The autumn 2010 release by the National Research Council of A Data-based Assessment of Research-doctorate Programs in the United States was anticlimactic for many, and highly frustrating for others (see ACA Newsletter – Education Europe, September 2010). And rather than dissipating over the last seven months, the controversy surrounding this project has recently been rekindled with the announcement by the NRC on 21 April that it was revising some of the findings from last year, on the basis of having discovered “four substantive errors”.  

The NRC indicates that the adjustments were made on the basis of “communications and queries received” in the period since the results were announced last September, and relate specifically to four variables:

  • average citations per publication, with the publications for one specific year  (2002) having been originally “mislabeled in all non-humanities fields”;
  • awards per allocated faculty member, which had been undercounted;
  • percent with academic plans, which was changed from being calculated as a percentage of all PhDs awarded to a percentage of respondents to the question, given that the response rates varied so considerably on this question; and
  • percent of first-year students with full financial support, which was changed to “N/D” in programmes that had no first-year students, whereas such programmes had originally been given the value of “0”.

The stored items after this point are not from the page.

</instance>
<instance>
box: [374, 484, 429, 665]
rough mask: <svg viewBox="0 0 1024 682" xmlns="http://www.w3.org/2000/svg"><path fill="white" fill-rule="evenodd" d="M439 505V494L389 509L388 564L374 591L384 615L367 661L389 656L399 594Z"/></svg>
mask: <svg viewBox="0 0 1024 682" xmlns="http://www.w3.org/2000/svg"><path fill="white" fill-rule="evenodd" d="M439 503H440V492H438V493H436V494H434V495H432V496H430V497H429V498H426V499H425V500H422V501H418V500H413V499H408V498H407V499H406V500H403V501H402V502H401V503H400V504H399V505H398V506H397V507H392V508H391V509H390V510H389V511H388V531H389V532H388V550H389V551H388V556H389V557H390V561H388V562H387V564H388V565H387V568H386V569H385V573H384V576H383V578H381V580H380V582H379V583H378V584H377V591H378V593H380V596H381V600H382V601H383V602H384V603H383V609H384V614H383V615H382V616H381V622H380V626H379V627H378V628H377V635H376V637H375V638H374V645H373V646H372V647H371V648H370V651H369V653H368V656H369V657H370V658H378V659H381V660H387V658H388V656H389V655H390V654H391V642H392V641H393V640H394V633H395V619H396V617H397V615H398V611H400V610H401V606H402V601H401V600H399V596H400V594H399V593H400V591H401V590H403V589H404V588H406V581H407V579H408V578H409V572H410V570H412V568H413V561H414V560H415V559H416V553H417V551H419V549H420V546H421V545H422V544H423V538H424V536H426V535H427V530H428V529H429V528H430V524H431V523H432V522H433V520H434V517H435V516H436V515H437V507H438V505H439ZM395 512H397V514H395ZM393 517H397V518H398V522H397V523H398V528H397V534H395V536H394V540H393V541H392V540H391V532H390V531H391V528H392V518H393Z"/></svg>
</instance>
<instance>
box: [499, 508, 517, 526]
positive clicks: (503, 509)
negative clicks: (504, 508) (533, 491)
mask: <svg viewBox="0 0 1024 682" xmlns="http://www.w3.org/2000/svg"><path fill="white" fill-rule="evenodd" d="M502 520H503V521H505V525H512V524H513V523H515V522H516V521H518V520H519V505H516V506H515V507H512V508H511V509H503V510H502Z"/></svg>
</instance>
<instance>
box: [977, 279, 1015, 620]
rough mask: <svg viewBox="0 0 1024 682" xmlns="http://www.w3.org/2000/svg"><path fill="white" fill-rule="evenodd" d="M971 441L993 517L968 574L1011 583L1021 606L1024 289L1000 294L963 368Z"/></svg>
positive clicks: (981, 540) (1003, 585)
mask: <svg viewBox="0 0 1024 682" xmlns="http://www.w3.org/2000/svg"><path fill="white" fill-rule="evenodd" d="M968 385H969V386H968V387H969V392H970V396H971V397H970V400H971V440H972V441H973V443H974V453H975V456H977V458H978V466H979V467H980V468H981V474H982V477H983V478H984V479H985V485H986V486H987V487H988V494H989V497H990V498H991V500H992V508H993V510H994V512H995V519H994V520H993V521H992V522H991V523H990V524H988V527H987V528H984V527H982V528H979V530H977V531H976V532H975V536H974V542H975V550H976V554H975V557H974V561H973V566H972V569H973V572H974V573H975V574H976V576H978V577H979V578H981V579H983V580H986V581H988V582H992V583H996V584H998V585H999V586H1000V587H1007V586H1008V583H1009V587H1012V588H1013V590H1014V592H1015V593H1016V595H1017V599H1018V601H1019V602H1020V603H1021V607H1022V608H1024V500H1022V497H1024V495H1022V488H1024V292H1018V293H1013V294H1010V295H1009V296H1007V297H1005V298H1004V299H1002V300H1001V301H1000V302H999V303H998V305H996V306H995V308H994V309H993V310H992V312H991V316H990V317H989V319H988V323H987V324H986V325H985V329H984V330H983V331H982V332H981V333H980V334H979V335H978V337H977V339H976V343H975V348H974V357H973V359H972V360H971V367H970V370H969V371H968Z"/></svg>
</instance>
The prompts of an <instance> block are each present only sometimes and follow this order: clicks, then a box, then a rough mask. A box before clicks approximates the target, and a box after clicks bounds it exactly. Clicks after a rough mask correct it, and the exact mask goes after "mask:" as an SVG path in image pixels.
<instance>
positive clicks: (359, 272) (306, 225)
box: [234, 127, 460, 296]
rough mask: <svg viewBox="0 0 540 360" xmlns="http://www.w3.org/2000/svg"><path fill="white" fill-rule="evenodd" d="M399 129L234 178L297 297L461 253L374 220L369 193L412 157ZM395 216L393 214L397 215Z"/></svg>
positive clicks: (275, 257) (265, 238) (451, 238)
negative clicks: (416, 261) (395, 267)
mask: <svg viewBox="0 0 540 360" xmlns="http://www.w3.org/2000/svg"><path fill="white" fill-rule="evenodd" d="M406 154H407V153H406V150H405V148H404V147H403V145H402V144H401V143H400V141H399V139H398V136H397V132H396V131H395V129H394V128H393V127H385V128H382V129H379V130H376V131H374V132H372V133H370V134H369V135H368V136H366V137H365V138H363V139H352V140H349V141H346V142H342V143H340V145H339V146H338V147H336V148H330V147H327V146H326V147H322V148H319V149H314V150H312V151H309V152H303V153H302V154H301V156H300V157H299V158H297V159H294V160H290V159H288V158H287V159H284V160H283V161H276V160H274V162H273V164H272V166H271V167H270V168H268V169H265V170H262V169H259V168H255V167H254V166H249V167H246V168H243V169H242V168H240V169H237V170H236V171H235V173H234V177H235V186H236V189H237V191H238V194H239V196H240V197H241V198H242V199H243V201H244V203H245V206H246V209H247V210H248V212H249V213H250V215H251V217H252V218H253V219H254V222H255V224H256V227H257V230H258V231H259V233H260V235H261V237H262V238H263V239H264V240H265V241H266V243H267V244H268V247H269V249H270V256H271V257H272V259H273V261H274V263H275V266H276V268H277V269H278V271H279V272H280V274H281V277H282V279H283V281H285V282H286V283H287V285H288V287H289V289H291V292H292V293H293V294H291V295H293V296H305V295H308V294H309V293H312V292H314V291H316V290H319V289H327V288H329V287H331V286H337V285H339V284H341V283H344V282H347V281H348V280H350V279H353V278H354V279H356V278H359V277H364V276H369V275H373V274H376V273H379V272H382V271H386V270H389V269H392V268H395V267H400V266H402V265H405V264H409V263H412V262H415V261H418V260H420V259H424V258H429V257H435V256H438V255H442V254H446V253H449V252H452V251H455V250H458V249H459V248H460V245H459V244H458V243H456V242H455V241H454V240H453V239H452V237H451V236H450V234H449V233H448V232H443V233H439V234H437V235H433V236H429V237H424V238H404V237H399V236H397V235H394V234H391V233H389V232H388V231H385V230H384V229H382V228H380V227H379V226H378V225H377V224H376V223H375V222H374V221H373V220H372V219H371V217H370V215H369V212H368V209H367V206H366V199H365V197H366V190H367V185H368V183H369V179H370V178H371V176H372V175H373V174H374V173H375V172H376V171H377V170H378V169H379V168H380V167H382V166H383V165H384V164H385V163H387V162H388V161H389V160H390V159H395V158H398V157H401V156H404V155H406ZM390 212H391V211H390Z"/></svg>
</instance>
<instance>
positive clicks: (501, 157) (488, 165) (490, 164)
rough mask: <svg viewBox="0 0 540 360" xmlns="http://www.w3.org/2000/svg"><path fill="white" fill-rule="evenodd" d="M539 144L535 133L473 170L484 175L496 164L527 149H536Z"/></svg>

Most of these adjustments caused programmes to fluctuate slightly on the assessment’s performance scales. In a few cases, more dramatic changes in standing (largely improvements) resulted, which has caused some critics to point out that the approach taken by this project was ultimately too sensitive to minor changes. In a more dramatic development, Jonathan R. Cole, a former member of the NRC committee responsible for conducting this assessment effort, published a highly critical opinion piece on 24 April in the Chronicle of Higher Education, in which he described his reasons for having quit the committee before the project’s end, and why he had determined that “the report’s quality was not worthy of publication”. Ultimately, according to Cole, the project’s inability to admit failure – and to learn from that process – was its biggest failure. The assessment of this controversial assessment exercise looks likely continue.